Jueves 23 de octubre de 2025
Casi cinco siglos después de que Enrique VIII rompiera con la Iglesia Católica para poder divorciarse y casarse repetidamente, el rey Carlos III de Inglaterra, también divorciado y vuelto a casar, participó este jueves en un servicio ecuménico junto al Papa León XIV en la Capilla Sixtina. Fue la primera vez en siglos que un pontífice y un monarca británico, cabeza nominal de la Iglesia de Inglaterra, rezaron públicamente juntos.
El servicio combinó oraciones en inglés y latín, dirigidas por el Reverendísimo Stephen Cottrell, arzobispo de York, y el Papa, acompañados por coros anglicanos y católicos. Carlos III y la reina Camila asistieron sentados en sillas doradas diseñadas especialmente para la ocasión, marcando una notable mejora en las relaciones entre anglicanos y católicos.
La visita se realizó durante el Jubileo, un año de penitencia y perdón que ocurre cada 25 años, y coincidió con audiencias privadas del rey y la reina con el Papa y el cardenal Pietro Parolin, donde discutieron temas como protección del medio ambiente y lucha contra la pobreza.

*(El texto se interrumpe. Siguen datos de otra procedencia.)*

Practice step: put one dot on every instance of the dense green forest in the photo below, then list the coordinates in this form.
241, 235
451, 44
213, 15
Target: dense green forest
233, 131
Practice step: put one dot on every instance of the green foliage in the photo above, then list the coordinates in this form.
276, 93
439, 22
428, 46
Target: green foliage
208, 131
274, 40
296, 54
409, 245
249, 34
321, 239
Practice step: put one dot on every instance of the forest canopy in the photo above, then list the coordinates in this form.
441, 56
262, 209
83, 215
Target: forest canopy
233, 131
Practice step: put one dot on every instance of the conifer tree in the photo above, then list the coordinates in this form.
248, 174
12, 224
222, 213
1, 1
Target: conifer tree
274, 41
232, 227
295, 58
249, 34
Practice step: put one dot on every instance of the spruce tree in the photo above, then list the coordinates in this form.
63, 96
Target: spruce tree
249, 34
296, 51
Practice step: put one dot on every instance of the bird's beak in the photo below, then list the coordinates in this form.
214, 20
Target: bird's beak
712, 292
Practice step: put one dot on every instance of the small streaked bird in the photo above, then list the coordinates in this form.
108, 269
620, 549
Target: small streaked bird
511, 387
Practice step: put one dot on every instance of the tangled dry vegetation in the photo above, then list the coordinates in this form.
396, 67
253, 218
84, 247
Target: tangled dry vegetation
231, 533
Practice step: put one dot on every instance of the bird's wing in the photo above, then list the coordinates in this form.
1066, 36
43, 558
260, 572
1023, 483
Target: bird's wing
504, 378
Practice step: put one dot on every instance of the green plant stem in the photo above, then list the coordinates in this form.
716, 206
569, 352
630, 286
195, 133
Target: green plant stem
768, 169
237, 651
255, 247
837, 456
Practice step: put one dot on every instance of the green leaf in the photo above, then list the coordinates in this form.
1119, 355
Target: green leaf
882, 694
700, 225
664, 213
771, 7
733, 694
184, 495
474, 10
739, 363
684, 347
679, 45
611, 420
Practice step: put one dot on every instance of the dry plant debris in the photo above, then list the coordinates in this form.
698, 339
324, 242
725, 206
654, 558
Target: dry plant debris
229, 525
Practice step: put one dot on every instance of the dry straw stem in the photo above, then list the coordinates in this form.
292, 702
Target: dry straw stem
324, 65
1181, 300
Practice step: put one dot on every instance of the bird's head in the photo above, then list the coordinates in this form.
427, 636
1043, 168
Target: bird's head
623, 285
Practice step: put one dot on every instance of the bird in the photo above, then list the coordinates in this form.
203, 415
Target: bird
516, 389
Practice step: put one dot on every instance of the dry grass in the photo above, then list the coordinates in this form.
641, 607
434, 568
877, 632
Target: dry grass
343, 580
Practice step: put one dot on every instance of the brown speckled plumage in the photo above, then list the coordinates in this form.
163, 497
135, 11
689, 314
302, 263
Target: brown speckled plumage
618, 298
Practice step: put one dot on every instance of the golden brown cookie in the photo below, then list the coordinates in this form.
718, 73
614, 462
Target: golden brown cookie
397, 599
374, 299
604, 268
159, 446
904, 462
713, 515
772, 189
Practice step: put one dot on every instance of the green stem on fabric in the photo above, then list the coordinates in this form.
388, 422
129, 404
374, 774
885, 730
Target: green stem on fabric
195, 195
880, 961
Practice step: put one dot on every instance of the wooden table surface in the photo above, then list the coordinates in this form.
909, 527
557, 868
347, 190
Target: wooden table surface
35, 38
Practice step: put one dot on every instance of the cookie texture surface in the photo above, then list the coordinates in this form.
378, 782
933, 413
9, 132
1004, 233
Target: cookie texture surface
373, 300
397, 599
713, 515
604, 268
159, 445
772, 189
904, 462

El evento también subraya el compromiso del rey con la tolerancia religiosa y el ecumenismo, evidenciado por sus visitas a comunidades judías, budistas y sij durante su reinado, así como su apertura hacia los clérigos divorciados y otras prácticas anglicanas que difieren del catolicismo.
Aunque el arzobispo de Canterbury normalmente acompañaría al rey en Roma, su dimisión y la próxima instalación de Sarah Mullally como primera mujer en el cargo dejaron a Carlos III acompañado solo por representantes anglicanos. Esto también destaca la diferencia entre las iglesias, ya que la Iglesia Anglicana permite la ordenación de mujeres y clérigos casados, mientras que la Iglesia Católica mantiene el celibato y solo hombres en el sacerdocio.
Expertos remarcan que la oración conjunta no busca resolver todas las diferencias doctrinales, sino enfatizar la cooperación y el diálogo entre ambas iglesias. La visita del rey también se vincula con la agenda medioambiental compartida con el Papa, reflejando un enfoque global hacia la protección del planeta y la justicia social.
En palabras del reverendo Martin Browne, del departamento del Vaticano para la unidad cristiana: «Es una señal importante para el mundo, no solo en lo que respecta al proyecto ecuménico, sino para la humanidad en general».
Este histórico encuentro marca un paso significativo en la reconciliación y colaboración entre la monarquía británica y el Vaticano, y resalta el interés de Carlos III por ser un líder religioso y ecuménico más allá de las fronteras nacionales.